I am biased. I love Thanksgiving deeply. The food, the family, the movies, the puzzles, the drinks, the pie, the leftovers. I immerse myself in that single day spent feasting on all good things. But with the feasting of my body, there's a deep feast within my soul. A soul that consumes so tirelessly day in and day out seems to stop, to rest, and to sit thankfully. It seems to soften around the edges, less concerned with what's next, more delighted in what's now. And that, that is thanks.
So let us stop. Let us forget the lists, the holiday to-dos, the cards and the carols. Let us slow down the rush to have all that Christmas shopping done, to find those best Black Friday deals, to chase down the perfect picture for this year's Christmas card. Let us stop the skipping and instead, let us say thanks.
Let us mark the next week (and one day) saying thank you. To our Starbucks barista, to our boss, to our spouse, to our mailman, to our Target cashier, to our siblings, to our neighbors, to our trash man, to our parents.

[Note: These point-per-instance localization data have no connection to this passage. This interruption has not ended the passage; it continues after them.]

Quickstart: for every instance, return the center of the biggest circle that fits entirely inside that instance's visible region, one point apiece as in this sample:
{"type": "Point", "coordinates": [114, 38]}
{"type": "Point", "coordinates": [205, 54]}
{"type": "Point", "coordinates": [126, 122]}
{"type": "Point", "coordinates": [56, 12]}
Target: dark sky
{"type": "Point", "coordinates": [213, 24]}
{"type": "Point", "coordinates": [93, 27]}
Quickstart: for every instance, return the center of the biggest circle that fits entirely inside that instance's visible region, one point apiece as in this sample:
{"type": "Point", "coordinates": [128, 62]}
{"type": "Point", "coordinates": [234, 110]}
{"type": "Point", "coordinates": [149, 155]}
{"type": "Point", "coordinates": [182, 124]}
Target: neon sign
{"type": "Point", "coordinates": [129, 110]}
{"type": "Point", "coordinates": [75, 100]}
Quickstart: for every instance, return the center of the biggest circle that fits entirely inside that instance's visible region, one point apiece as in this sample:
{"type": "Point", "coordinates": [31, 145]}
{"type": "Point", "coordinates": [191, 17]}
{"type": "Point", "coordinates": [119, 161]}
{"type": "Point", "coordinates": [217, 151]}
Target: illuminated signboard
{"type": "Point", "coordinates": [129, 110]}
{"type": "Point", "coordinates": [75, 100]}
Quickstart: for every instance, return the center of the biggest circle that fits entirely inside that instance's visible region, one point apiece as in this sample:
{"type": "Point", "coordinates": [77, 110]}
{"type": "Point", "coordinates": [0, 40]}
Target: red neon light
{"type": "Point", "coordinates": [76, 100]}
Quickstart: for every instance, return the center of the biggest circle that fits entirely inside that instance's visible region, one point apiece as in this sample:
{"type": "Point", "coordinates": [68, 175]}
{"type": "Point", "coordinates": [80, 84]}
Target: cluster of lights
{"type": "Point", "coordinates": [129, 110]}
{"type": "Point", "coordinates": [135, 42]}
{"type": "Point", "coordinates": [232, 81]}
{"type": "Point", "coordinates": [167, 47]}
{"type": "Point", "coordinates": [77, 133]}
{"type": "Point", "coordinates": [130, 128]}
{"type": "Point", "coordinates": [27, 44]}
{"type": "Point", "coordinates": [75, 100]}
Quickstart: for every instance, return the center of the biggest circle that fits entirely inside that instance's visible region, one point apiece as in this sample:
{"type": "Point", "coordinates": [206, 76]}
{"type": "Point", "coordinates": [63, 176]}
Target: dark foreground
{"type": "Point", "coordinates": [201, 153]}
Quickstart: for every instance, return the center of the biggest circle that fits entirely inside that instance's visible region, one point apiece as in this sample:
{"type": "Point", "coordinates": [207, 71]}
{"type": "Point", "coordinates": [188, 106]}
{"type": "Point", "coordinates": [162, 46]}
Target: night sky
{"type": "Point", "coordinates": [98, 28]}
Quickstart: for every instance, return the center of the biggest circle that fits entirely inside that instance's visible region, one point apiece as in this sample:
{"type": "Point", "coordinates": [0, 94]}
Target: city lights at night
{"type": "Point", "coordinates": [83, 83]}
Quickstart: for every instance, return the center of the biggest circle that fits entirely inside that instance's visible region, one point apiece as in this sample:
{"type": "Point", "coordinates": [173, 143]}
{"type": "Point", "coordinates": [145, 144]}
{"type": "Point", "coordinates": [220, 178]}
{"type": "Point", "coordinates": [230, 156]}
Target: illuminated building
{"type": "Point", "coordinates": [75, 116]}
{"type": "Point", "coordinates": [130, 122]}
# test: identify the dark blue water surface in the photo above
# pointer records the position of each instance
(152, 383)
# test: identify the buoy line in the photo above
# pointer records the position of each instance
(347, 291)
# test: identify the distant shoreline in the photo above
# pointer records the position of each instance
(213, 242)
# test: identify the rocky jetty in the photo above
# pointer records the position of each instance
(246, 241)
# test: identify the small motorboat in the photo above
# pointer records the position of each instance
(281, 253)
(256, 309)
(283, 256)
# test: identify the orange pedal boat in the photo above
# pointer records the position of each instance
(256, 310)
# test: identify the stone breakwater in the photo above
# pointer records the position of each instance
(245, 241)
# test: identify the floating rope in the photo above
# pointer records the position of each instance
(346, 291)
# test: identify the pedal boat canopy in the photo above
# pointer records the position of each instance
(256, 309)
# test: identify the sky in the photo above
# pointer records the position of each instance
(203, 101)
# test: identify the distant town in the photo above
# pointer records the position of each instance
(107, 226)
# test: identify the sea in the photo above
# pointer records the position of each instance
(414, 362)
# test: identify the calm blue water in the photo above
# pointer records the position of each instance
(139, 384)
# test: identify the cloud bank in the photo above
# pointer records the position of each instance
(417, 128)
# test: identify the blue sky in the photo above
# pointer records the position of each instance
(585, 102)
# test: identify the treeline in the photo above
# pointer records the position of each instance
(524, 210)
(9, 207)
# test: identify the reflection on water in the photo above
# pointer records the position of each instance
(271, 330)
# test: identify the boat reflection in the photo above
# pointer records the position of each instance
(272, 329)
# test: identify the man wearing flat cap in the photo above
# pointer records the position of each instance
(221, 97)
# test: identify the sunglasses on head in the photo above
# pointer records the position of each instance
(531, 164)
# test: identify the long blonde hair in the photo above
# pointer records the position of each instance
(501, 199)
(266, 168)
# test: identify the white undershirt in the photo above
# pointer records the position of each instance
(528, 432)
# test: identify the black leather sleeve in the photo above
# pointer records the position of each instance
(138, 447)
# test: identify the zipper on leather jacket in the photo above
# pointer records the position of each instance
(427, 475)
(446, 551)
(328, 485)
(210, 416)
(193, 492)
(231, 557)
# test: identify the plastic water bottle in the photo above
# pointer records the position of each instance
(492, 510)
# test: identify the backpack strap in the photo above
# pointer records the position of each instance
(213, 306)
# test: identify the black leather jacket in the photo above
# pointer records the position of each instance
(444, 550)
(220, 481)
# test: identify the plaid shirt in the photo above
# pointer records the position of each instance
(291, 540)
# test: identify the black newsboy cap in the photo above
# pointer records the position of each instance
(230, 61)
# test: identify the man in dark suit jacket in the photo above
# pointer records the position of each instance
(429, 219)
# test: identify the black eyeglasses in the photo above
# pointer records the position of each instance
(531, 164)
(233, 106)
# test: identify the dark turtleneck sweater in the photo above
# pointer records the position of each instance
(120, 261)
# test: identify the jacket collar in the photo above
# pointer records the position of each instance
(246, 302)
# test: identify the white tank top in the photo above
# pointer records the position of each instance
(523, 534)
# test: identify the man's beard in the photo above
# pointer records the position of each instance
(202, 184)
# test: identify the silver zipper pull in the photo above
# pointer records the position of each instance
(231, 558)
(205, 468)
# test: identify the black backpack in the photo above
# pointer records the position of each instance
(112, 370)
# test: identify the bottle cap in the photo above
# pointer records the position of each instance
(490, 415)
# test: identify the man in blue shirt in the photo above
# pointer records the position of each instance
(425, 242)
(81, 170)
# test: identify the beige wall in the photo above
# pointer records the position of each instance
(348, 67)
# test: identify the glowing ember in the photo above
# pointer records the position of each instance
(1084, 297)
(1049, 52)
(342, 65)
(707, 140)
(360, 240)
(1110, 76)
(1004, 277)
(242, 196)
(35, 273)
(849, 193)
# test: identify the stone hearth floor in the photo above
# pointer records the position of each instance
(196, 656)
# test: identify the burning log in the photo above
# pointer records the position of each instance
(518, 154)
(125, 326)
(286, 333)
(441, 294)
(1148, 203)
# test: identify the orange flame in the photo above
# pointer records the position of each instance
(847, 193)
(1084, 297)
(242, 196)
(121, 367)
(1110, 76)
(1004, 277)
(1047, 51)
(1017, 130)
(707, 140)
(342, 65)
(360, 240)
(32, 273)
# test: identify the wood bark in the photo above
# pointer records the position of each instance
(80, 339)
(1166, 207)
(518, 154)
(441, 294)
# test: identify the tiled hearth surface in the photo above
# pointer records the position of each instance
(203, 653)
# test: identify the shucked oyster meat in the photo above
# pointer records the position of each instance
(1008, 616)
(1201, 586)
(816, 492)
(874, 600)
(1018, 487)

For things big and small, important and not, paid for and free. For kind words and kinder actions. Let us say thanks.
Let us remember all we have: our health, our friends, our homes, our pets, our food, our nation, our cars, our yards. And instead of seeing the bills and the runs and the responsibilities that come with each of these, let us say thanks.
Let our souls step out of the hamster wheel and into the quietness of the void that is these two November weeks. And in that void between Halloween and Christmas, that void we hear as a time to be busy. Let us be still, be content, be filled because we are: complete, full, blessed beyond belief. Let us say thanks.